The Universal Machine Language
It is exactly this final problem that the Universal Machine Language (abbreviated UML) was designed to solve. The UML defines an abstract CPU architecture that can be targeted by a dynamic recompiler. This abstract computer architecture is similar to a typical modern CPU, in that it defines a set of registers, flags, opcodes, and system behaviors. But of course, since there is no such thing as a UML CPU, generating code that targets this architecture is only half the battle. Once a dynamic recompiler has generated code for the UML, a back-end module then translates the UML code into equivalent instructions in the native CPU architecture.

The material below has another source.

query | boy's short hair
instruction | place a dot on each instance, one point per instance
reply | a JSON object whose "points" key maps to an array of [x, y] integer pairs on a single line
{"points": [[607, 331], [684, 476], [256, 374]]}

Thus, the UML effectively decouples the writing of a dynamic recompiler from the writing of a back-end. This removes the multiplier involved in developing multiple dynamic recompilers for multiple target CPU architectures. Once a collection of back-ends exists, one only has to write a single dynamic recompiler targeting the UML, and it will work on all architectures that have back-ends. On the flip side, given a collection of UML-targeted dynamic recompilers, one only has to develop a single back-end translator to support all of them on a new target architecture.
In addition to this benefit, validation becomes easier on all sides. A "canonical" back-end can be developed, written in a high level language, which implements the UML in a way that is easy to verify. This canonical back-end can then be used to compare behaviors against other back-ends; if the other back-ends are written correctly, identical results should be produced for all dynamic recompilers. Similarly, bugs in the system can be easily isolated to the dynamic recompiler or to the back-end by simply switching back-ends and looking for identical behaviors.
The UML, which will be described in detail in future articles, was designed with a few core concepts in mind. First, the opcodes and behaviors are designed with a slight bias toward the writer of the dynamic recompiler, at the expense of the back-end author. This was done because it is expected that there will be fewer back-ends than dynamic recompilers, when all is said and done. Second, the UML describes a primarily 32-bit architecture, with native support for 64-bit operations. This was done because it most closely represents the current state of computer architectures, while allowing for optimization on native 64-bit platforms. And third, the UML opcodes are more CISC-like than RISC-like in their support of parameters. This was a conscious decision that not only makes writing the dynamic recompiler simpler, but also enables reasonable speed in a high-level canonical back-end.